もう一周回って冷静になれそう。ってかなってる。
「だって神官なら神父をとなるでしょう?」
『いや相場が決まってるみたいに
あたかもさも当然のように言わないで下さい。
リキールさん普通に死にません?』
「おや、私の前で愛など誓えないならしないも当然でしょう。」
『悪魔みてぇなこと言いやがるぞこいつ。』
「もう!エフェメラルったら!!」
「ふふっ、構いませんよ。その代わり、演出、宜しくお願いいたしますよ?」
水面高校吹奏楽部の皆さん。
…マジで言ってる?
「だとしても人数が足らない。明らか指揮取られたら六人は流石に。」
「席はちゃんとご準備していますよ。」
「えっ嘘いや…マジだちゃっかりなんで」
「全部で48作っています。」
「待って待って待って待って待って待って待って待って」
『…まさか私持ってるの水面高校吹奏楽部全員とか言い出さないよね?』
「在り得そうなこと言わないで。」
そうちらりと会場の中を見た面々がすっと顔を戻して慌てふためく。
だとしても楽器どうすると言えば、其処はお任せをと声がかかる。
「我々が勢力を上げてお作り致しました。」
「界王神の皆さんじゃないですか!!!」
「えっなんでう〜〜〜〜わっすっっっご。」
「…これでよろしいのですか?」
「ええ、大変助かりました。ご協力ありがとうございました。」
そう言うのは、緑色の肌に白い髪の毛の男性。
『初めまして。ザマス様。』
「様はおやめください。…お噂はかねがねお聞きしております。華樹神様。」
『エフェメラルとでもお呼び下さい。』
「ですが…せめて様はつけますよ。」
宜しいですか?ええ。
これザマスとゴワスが言うも良いのだと答えた。
『私もザマス様ってお呼びしますので、ね?』
「はぁ…分かりました。」
「破壊しない?破壊しない?」
「あの者達も知っているんですか。」
『あはは、まぁ色々と此方もお噂はかねがね…。』
苦笑いで答えるメルに、しませんよとザマスがはっきり声を上げる。
「確かに人間が憎かったですし、未だに過ちを犯す人間は憎いです。」
「ザマス…」
「ですが、それすらも覆し、ましてや人で在る状態から神へと変貌を遂げ
数多の者達を従える神がいるとあれば…壊すのは流石に勿体ないと思いまして。
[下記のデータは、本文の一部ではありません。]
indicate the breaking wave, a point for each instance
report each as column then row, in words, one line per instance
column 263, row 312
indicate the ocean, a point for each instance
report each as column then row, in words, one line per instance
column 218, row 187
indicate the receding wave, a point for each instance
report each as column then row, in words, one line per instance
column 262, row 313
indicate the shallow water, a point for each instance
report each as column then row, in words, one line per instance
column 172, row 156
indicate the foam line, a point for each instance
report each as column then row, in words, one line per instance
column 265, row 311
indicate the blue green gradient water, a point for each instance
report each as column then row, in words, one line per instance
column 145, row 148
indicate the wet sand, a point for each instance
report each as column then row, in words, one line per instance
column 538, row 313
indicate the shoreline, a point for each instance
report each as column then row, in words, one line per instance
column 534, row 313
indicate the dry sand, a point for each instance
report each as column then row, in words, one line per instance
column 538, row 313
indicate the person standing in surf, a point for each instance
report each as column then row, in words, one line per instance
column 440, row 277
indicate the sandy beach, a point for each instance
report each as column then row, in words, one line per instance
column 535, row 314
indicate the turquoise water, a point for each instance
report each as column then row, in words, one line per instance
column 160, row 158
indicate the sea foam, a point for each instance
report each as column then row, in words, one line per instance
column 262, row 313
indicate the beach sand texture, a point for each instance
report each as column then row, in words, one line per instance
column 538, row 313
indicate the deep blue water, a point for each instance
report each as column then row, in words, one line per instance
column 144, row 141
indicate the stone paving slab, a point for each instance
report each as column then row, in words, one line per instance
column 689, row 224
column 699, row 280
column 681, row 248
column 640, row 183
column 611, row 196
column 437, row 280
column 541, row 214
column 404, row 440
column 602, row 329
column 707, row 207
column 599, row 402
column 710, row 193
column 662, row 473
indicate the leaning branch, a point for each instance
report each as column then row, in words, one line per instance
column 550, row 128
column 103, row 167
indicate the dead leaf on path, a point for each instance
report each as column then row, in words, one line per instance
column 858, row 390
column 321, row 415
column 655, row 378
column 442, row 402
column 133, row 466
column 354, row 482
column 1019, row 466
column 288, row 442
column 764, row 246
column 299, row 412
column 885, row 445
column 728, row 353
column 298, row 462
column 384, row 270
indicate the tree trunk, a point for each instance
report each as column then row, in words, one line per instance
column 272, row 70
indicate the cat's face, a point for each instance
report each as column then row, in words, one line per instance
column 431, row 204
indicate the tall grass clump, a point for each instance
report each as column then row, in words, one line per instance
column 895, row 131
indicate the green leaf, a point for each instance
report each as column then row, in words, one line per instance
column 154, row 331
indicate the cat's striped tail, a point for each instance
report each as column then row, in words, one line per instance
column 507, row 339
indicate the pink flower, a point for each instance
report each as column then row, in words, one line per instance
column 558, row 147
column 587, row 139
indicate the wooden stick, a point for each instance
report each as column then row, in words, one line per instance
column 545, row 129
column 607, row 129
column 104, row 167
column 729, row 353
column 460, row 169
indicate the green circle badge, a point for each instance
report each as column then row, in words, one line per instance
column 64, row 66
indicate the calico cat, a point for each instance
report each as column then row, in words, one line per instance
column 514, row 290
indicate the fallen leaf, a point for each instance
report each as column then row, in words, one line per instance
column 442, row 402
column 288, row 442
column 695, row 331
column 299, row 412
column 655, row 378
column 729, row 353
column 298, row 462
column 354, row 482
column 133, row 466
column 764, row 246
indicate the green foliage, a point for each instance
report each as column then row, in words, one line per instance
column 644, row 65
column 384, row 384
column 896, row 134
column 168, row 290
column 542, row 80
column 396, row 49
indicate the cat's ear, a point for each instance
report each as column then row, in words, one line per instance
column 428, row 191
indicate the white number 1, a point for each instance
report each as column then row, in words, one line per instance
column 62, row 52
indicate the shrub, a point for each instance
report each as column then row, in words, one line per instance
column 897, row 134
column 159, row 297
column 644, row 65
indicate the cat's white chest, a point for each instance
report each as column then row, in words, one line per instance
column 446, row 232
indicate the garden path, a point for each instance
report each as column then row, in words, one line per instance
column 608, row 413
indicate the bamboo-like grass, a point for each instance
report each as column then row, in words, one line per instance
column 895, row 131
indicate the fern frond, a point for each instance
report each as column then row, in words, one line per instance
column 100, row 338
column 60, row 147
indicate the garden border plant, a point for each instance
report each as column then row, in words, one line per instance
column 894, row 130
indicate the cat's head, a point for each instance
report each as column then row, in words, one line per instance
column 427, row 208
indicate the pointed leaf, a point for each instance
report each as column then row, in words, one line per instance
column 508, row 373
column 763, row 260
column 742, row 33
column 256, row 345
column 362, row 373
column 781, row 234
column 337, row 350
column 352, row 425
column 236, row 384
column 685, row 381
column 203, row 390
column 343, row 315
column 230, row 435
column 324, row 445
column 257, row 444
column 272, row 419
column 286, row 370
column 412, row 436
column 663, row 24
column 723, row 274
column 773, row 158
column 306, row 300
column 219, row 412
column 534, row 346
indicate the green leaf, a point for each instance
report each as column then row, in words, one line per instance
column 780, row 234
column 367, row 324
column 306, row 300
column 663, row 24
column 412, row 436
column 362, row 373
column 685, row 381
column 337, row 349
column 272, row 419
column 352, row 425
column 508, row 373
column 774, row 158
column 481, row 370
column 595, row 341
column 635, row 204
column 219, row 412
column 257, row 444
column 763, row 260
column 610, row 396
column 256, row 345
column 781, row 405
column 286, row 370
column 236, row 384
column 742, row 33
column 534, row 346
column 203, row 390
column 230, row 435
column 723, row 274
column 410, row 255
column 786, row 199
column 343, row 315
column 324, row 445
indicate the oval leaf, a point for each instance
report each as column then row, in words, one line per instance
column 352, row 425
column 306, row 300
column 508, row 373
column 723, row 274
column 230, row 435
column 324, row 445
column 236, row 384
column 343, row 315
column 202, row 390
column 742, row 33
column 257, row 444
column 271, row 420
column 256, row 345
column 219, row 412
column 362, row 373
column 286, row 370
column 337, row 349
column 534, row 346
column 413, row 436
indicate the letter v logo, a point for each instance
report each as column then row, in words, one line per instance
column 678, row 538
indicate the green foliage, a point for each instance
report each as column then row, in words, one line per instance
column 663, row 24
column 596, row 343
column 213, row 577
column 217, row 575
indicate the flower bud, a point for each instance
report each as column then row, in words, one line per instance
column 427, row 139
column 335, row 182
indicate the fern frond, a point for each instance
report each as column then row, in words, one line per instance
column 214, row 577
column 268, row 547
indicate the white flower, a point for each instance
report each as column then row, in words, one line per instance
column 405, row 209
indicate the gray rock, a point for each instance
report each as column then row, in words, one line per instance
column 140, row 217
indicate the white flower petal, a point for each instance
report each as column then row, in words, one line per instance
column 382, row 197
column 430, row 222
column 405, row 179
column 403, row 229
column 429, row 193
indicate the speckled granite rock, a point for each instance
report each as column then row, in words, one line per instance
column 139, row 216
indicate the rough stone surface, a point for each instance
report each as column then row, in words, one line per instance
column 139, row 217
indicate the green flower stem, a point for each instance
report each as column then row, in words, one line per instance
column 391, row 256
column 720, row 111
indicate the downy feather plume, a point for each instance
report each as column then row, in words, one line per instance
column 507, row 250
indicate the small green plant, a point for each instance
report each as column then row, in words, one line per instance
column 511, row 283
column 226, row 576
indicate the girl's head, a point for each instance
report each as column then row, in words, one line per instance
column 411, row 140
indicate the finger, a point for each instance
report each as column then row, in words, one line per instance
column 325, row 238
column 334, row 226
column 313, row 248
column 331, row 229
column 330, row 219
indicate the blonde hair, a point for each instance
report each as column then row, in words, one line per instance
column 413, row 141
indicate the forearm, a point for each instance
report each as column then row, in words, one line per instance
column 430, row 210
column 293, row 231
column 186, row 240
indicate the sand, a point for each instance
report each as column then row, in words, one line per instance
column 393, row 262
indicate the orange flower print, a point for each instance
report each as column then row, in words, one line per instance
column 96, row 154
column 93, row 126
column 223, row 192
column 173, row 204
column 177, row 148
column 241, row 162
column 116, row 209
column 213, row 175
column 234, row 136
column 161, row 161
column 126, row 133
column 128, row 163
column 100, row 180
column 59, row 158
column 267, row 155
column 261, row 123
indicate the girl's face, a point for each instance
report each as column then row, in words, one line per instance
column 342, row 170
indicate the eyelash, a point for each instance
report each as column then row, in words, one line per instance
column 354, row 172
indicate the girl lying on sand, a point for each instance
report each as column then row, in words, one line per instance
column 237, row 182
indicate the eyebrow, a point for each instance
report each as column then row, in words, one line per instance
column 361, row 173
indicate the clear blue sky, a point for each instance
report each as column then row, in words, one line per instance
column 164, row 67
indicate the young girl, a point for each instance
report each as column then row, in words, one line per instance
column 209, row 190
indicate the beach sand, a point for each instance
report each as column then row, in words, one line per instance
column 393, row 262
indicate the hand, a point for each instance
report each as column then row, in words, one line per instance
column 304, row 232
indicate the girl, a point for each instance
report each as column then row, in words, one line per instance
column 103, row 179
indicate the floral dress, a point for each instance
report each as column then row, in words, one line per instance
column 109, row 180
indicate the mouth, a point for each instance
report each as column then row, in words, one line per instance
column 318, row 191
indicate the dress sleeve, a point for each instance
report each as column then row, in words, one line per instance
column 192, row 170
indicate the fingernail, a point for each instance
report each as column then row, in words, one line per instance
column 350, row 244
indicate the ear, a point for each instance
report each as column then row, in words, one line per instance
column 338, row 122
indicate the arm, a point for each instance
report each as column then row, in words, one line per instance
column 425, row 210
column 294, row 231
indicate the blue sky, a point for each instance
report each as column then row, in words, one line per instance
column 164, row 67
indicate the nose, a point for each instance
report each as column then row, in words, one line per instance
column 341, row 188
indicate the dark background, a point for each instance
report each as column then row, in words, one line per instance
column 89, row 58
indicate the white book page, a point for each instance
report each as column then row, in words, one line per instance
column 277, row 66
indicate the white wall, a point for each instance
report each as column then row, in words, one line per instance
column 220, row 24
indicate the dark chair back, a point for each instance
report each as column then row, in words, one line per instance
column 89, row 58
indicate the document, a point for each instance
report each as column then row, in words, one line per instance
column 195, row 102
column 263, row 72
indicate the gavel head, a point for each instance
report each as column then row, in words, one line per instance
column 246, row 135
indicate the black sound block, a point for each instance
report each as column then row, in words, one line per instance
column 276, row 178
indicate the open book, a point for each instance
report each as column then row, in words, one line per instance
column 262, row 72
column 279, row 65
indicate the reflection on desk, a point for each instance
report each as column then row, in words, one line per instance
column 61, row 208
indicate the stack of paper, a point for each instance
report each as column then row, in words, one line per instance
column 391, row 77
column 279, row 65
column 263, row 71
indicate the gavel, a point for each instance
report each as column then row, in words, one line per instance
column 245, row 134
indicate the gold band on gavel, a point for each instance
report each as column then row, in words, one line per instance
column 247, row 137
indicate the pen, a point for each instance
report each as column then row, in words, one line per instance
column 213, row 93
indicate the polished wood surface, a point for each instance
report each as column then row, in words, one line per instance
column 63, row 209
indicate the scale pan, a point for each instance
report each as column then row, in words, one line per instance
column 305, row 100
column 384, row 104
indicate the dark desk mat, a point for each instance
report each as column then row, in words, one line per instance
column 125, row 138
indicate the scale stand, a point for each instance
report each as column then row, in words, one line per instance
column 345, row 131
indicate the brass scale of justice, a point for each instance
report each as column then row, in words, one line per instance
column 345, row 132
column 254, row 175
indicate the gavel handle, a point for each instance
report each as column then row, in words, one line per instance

」
『あっ待ってシフトチェンジご希望されてる?????』
「私を引き入れるなら今のうちですよ。」
『待って枠ない枠ないから。』
「ないなら作る迄でしょう?」
お兄さん?!?!?!?
っふふふふ
「ま、作れるだけは作りましたよ。確認お願いします。」
「いやまさか結婚式作るって一日でよく作ったよな。」
「一応言っておきますがこれは三時間ほどで作りましたよ。」
「…あんた馬鹿なの?」
「あ?」
『褒め言葉ですよザマス様…。』
そう言えばそうなのですか?と声を掛けられる。嗚呼そうです。
というかどうして私の話には耳をそう傾けられるのだろうか。
「貴方の気が物語っているんですよ。」
『きぃ????』
「…このような方なのですか?」
「ほほ、そうだよザマス。このようなお方だ。」
『???????』
「…ま、大体察しました。確かにこれは知れば知る程
こんなどうでもいい世界を破壊するのには呆れてしまう。」
神の怒りに触れたくないしな。
…?????
「ま、話は後だ。とりあえず確認されてみては?」
『えっええ…ねぇザマス様?』
「なんです?」
『本当に誰情報これ。』
そうメルが手に取ったのは一本のアルトサックスだ。
そのベル状に広がった場所の下には、一つのマークが彫られていた。
それだけではない。
『待ってこれ牡丹?嘘でしょ???本気で言ってる???』
「え?」
『ねぇ待って誰この子に花言葉言ったの。』
「はなことば?なんだそれは」
『え????』
ザマスは知らない。牡丹も、その花言葉も。では一体誰が?
ふわりと甘い香りが会場に止まる。その匂いに、ばっと振り返るも誰も居ない。
ただ、澄んだ水の心地よい感覚に、嗚呼と声が漏れた。
『…そっか、貴方の方か。』
「エフェメラル様?」
『なんでもないです。どうやらこれは我々へのプレゼントだそうで。』
「何方からですか。」
『貴方達が知れることのない、最初で最後の神様ですよ。』
「…左様ですか。それはそれは、とんでもないお方から頂いちゃいましたね。」
何を捧げればお許しになられるやら。
音を捧げましょう。
「え?」
『水面高校吹奏楽部はいしゅうごう!!!!!』
そう言って距離を取って手招きする良いか皆と円になってしまう。
『演奏会するってさ。』
「エフェメラル…」
『えへへ…私も楽器演奏したいんだけどさ、指揮者出て来てくんねぇかな?』
「…貴方が望めばきっと。そのタクトを代わりに取ってくれるでしょうね。」
『ならば、掛け声、出来るね?』
メルはにやりと笑った後、息を吸った。
手を叩いた彼女が、笑ってくれてる。
『水面高校吹奏楽部ーーーーーーーー!!!!!!!!!!!!』
その大声に会場に居た者達のざわつきすらも消え去った。
『舞台は式場!!聖なる場所を奏でる我らは神の遣い!!!』
「天に選ばれ愛に誓いし彼女らの祝福誘う音合わせ!!」
そう叫んだのはリーダーでもあるダリア、否朱音だ。
「水面高校吹奏楽部掛け声用意!!!」
「なんだなんだ」
「何が始まる」
「しっ黙って。」
周りがざわつきだしたのを指一つで止めると、
朱音がおめぇらあと声を上げた。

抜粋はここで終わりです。